The Brazilian initiatives proposed by President Luiz Inácio Lula da Silva during his Monday summit in Uruguay with his counterpart Tabare Vazquez were previously considered with Argentina, according to reports in the Buenos Aires press.
Although Argentine president Nestor Kirchner was not present at the Monday summit in Colonia, (only 30 miles away from Buenos Aires), Argentina interpreted the summit as "a positive signal for the consolidation of a solid and united Mercosur in spite of circumstantial bilateral differences which might exist between some of the block's members" is quoted Deputy Secretary for Latinamerican Integration, Eduardo Sigal in the Buenos Aires press.
Reliable sources from Casa Rosada, seat of the Argentine Executive, also admitted that the global proposals put forward by Lula to his Uruguayan counterpart Vazquez had been previously considered by Brazilian diplomats with the Kirchner administration, and "although the president (Kirchner) did not participate of the meeting he strongly supported the gestures and willingness of both leaders to reach an understanding".

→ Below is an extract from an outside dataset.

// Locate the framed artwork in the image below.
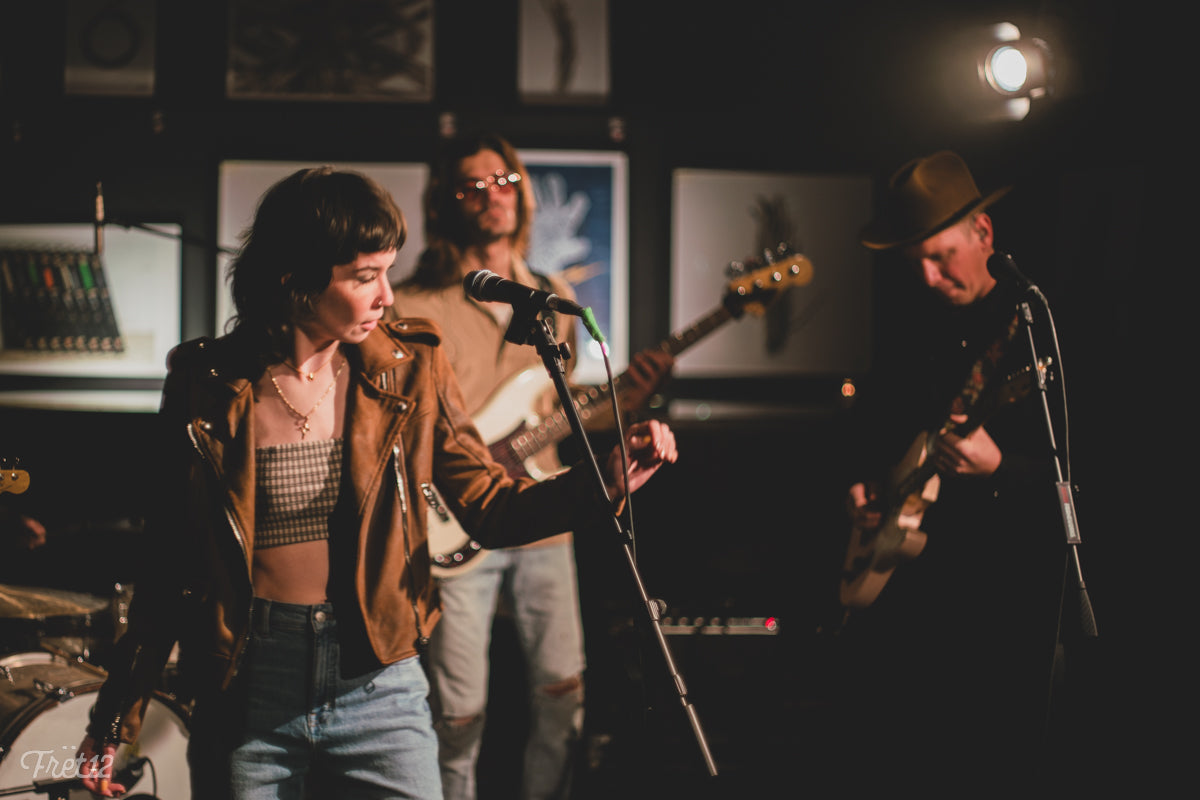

A delegation of Brazilian negotiators headed by the Deputy Secretary for Latinamerica, Jorge Touney met last week in Buenos Aires with Agustin Colombo Sierra, cabinet chief of the Foreign Affairs ministry and "went over the agenda of issues to be addressed by President Lula with President Vazquez".
"All issues to be considered in the Colonia summit were analyzed and a final polish of proposals was agreed with the Brazilian delegation," said a spokesperson for the Argentine Ministry of Foreign Affair.
One of the issues which were axed in the Buenos Aires meeting was Lula's initiative to make origin rules more flexible, a measure designed to soften Mercosur asymmetries and facilitate junior members' exports to Brazil and Argentina, a reiterated demand from Uruguay and Paraguay to help boost their own industries. However the "good will" gesture from Lula could have opened the door to imports from third countries which would only be forced to pay the block's common external tariff.
"From Brazil's point of view the initiative would open its market to industrialized goods from junior members, but for Argentine industries it could be highly harmful, for example with a proliferation of auto parts for automobile manufacturers," said Argentine sources.
They also pointed out that even when Lula in Uruguay talked about the need for every Mercosur member to reach bilateral trade agreements with third parties, this did not represent a specific approval for Uruguay to go ahead with talks for a free trade agreement with United States.
"A free trade agreement with the US is political utopia since the US Congress has yet to ratify the agreements reached with Colombia and Peru. Uruguay wouldn't even have time to talk about it when President Bush visits the country," added the sources.
"Any trade agreements of this kind with the Bush administration are currently non viable," concluded Argentine sources from Casa Rosada.